Without reviewing this change and knowing too much about Airlift I would say the configuration might make sense. Meanwhile, the main purpose of using a pure java compression codec over the ones provided by Hadoop is to be independent from Hadoop. However, our code is hardly relying on Hadoop (the whole read/write is implemented in parquet-hadoop) the target is to make parquet-mr work without Hadoop and its dependencies. So, I would suggest introducing new features in a way that it does not depend on Hadoop or it would be easy to remove the Hadoop dependencies.
@nandorKollar - I am not exactly sure where I can add this configuration which I was thinking of naming as parquet.airlift.compressors.enable
We want both ParquetReadOptions
(with the config defined in ParquetInputFormat
) and ParquetRecordWriter
to be able to use the config for instantiating the correct (de)compressor. Does that mean we need separate compression related configs for read and write?
For compressor:
In ParquetRecordWriter
here:
https://github.com/apache/parquet-mr/blob/master/parquet-hadoop/src/main/java/org/apache/parquet/hadoop/ParquetRecordWriter.java#L150
For decompressor:
In ParquetReadOptions
here:
https://github.com/apache/parquet-mr/blob/master/parquet-hadoop/src/main/java/org/apache/parquet/ParquetReadOptions.java#L302
so that the correct decompressor can be used by the ParquetFileReader
over here:
https://github.com/apache/parquet-mr/blob/master/parquet-hadoop/src/main/java/org/apache/parquet/hadoop/ParquetFileReader.java#L1036
@samarthjain thanks for the work. I am looking to deploy zstd parquet into prod, but that requires new hadoop with native library support which is not practical in many prod use-cases.
Since airlift is pure Java implementation, what's the performance implications for zstd? I saw there is a benchmark for GZIP, but I don't see benchmark for other codecs.
Also, do we consider to use zstd-jin which is a Java library that packages native implementation of zstd for different platforms in jar?
Force pushed a new commit that makes it configurable whether to use Airlift based compressors or not. Also added tests and GZIP benchmarks for Airlift compressors.
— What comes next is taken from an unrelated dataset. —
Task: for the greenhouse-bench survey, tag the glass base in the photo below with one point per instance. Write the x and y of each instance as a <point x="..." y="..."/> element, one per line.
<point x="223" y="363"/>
Benchmark results reveal that there are no performance improvements or regressions when using Airlift GZIP vs plain GZIP.
PageChecksumReadBenchmarks.read10MRowsAirliftGzipWithVerification 3 6.431 ± 0.741
PageChecksumReadBenchmarks.read10MRowsAirliftGzipWithoutVerification 3 6.605 ± 0.709
PageChecksumReadBenchmarks.read10MRowsGzipWithVerification 3 6.468 ± 0.700
PageChecksumReadBenchmarks.read10MRowsGzipWithoutVerification 3 6.583 ± 1.538
PageChecksumWriteBenchmarks.write10MRowsAirliftGzipWithChecksums 3 36.333 ± 0.510
PageChecksumWriteBenchmarks.write10MRowsAirliftGzipWithoutChecksums 3 36.069 ± 1.096
PageChecksumWriteBenchmarks.write10MRowsGzipWithChecksums 3 36.141 ± 1.095
PageChecksumWriteBenchmarks.write10MRowsGzipWithoutChecksums 3 36.174 ± 5.125
ReadBenchmarks.read1MRowsDefaultBlockAndPageSizeAirliftGZIP 3 0.898 ± 1.254
ReadBenchmarks.read1MRowsDefaultBlockAndPageSizeGZIP 3 0.891 ± 1.201
@dbtsai
Since airlift is pure Java implementation, what's the performance implications for zstd? I saw there is a benchmark for GZIP, but I don't see benchmark for other codecs. It looks like the zstd Airlift implementation doesn't implement the Hadoop APIs. It can be integrated within Parquet, but will take some work worth definitely worthy of another PR.
@nandorKollar, @rdblue, @danielcweeks - if you have cycles, could you please take a look at this PR.